Taft.

Just recorded my one Baseball Today podcast of the week – I’ve had to skip two due to early-morning flights. Also, Thursday’s chat will take place after I get off the College Baseball Live set, at either 7:30 pm or 8 pm EDT, because (weather permitting) I’m seeing Javier Baez play at the usual chat time.

In an afterword to her second novel, Taft, Ann Patchett laments its status as her least-known novel even though she’s extremely fond of it, a situation she credits to everything from the title (admittedly not the optimal choice) to the way it was superseded by her later works, notably the mesmerizing Bel Canto. But Taft showcases Patchett’s skill for characterization as well as her beautiful yet readable prose, and compares favorably to the novels that came before and after it. (Her most recent novel, Run, was by far her worst effort.)

The Taft of the book’s title is already dead before the book begins.
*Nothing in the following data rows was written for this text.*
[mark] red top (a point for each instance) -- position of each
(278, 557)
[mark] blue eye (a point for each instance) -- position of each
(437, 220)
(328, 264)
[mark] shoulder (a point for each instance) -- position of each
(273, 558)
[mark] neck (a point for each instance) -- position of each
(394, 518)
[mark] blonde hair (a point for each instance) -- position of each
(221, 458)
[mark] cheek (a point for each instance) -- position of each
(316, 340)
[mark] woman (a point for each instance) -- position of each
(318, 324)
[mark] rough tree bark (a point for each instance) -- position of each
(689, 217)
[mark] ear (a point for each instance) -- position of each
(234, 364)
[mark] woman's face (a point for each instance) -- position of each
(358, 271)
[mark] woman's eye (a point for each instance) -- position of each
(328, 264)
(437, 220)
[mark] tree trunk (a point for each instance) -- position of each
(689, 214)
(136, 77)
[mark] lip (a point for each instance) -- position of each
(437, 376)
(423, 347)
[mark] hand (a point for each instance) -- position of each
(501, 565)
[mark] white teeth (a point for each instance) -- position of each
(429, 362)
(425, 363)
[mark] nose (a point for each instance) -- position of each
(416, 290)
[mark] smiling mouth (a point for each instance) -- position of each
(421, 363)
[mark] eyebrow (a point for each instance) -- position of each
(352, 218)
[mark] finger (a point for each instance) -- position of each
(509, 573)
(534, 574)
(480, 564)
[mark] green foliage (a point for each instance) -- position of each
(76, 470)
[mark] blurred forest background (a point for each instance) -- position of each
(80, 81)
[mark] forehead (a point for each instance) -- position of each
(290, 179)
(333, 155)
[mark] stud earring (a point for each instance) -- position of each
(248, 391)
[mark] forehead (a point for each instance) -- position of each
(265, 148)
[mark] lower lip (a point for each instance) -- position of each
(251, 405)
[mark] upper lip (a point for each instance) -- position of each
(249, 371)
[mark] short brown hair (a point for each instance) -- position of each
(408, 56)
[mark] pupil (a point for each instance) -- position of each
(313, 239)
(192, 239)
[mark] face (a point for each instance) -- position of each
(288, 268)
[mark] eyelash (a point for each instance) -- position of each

Ray Taft was a husband and father of two in a rural town in eastern Tennessee who died of a heart attack, leaving his family emotionally adrift and buried in bills. His wife, daughter, and son move to Memphis to live with their wealthy aunt and uncle, but the daughter, Fay, chooses to work and ends up in the bar run by the narrator, former blues drummer John Nickel, a black man more than ten years her senior. Nickel gives Fay a job and ends up enmeshed in her new domestic drama, largely revolving around her brother, Carl, for whom the loss of his father has meant the loss of an anchor and a descent into increasingly serious trouble. Meanwhile, Nickel himself is grappling with his own loss, as his ex-girlfriend has moved to Miami with their seven-year-old son, Franklin, leaving him with limited contact with his only child.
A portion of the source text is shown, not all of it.